Claro está que, al principio, esto sólo podrá llevarse a cabo mediante una acción despótica sobre la propiedad y el régimen burgués de producción, por medio de medidas que, aunque de momento parezcan económicamente insuficientes e insostenibles, en el transcurso del movimiento serán un gran resorte propulsor y de las que no puede prescindiese como medio para transformar todo el régimen de producción vigente.

Estas medidas no podrán ser las mismas, naturalmente, en todos los países.

Para los más progresivos mencionaremos unas cuantas, susceptibles, sin duda, de ser aplicadas con carácter más o menos general, según los casos .

1.a Expropiación de la propiedad inmueble y aplicación de la renta del suelo a los gastos públicos.

2.a Fuerte impuesto progresivo.

3.a Abolición del derecho de herencia.

4.a Confiscación de la fortuna de los emigrados y rebeldes.

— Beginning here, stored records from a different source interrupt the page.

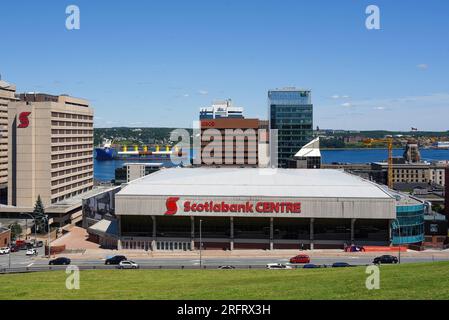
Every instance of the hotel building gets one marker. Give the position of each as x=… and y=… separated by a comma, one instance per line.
x=7, y=94
x=50, y=149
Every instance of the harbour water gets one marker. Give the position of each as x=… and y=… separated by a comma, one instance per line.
x=105, y=170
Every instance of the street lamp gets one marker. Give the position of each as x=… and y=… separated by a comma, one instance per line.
x=49, y=236
x=26, y=230
x=201, y=244
x=400, y=242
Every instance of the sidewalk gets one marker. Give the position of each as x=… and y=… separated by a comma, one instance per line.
x=94, y=254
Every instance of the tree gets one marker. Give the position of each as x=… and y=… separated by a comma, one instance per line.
x=16, y=230
x=39, y=215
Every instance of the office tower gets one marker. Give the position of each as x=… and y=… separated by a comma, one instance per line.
x=50, y=149
x=7, y=94
x=291, y=113
x=224, y=130
x=221, y=109
x=236, y=140
x=446, y=194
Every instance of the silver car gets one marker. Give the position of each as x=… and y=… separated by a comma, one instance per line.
x=127, y=264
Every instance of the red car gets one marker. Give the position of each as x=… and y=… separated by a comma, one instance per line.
x=302, y=258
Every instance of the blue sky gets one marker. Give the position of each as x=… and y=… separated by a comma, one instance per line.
x=155, y=63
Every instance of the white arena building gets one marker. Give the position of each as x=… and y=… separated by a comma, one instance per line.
x=246, y=208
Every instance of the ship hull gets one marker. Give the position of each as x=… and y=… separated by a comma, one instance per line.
x=105, y=154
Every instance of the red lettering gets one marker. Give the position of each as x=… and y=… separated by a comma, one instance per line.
x=23, y=119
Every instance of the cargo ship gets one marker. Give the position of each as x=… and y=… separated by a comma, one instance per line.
x=105, y=152
x=108, y=152
x=146, y=154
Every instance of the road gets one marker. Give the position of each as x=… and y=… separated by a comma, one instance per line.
x=20, y=260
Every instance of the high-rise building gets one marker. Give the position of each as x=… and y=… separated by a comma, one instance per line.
x=7, y=94
x=446, y=195
x=221, y=109
x=291, y=113
x=50, y=149
x=230, y=141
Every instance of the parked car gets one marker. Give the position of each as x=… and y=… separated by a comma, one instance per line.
x=38, y=244
x=311, y=266
x=355, y=249
x=302, y=258
x=341, y=265
x=272, y=266
x=385, y=259
x=61, y=261
x=115, y=260
x=31, y=252
x=126, y=264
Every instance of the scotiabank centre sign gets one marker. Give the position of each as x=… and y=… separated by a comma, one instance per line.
x=175, y=205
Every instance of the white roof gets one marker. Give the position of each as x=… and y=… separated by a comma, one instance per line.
x=312, y=149
x=247, y=182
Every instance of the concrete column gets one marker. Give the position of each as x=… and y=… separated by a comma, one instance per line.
x=192, y=233
x=153, y=242
x=352, y=230
x=119, y=226
x=231, y=233
x=390, y=232
x=312, y=221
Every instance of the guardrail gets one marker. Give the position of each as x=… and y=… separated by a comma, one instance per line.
x=141, y=267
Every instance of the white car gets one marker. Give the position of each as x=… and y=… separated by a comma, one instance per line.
x=126, y=264
x=31, y=252
x=273, y=266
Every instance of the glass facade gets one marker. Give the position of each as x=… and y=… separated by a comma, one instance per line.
x=411, y=225
x=291, y=113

5.a Centralización del crédito en el Estado por medio de un Banco nacional con capital del Estado y régimen de monopolio.

6.a Nacionalización de los transportes.

7.a Multiplicación de las fábricas nacionales y de los medios de producción, roturación y mejora de terrenos con arreglo a un plan colectivo.

8.a Proclamación del deber general de trabajar; creación de ejércitos industriales, principalmente en el campo.

9.a Articulación de las explotaciones agrícolas e industriales; tendencia a ir borrando gradualmente las diferencias entre el campo y la ciudad.

10.a Educación pública y gratuita de todos los niños. Prohibición del trabajo infantil en las fábricas bajo su forma actual.  Régimen combinado de la educación con la producción material, etc.

Tan pronto como, en el transcurso del tiempo, hayan desaparecido las diferencias de clase y toda la producción esté concentrada en manos de la sociedad, el Estado perderá todo carácter político. El Poder político no es, en rigor, más que el poder organizado de una clase para la opresión de la otra. El proletariado se ve forzado a organizarse como clase para luchar contra la burguesía; la revolución le lleva al Poder; mas tan pronto como desde él, como clase gobernante, derribe por la fuerza el régimen vigente de producción, con éste hará desaparecer las condiciones que determinan el antagonismo de clases, las clases mismas, y, por tanto, su propia soberanía como tal clase.

Y a la vieja sociedad burguesa, con sus clases y sus antagonismos de clase, sustituirá una asociación en que el libre desarrollo de cada uno condicione el libre desarrollo de todos.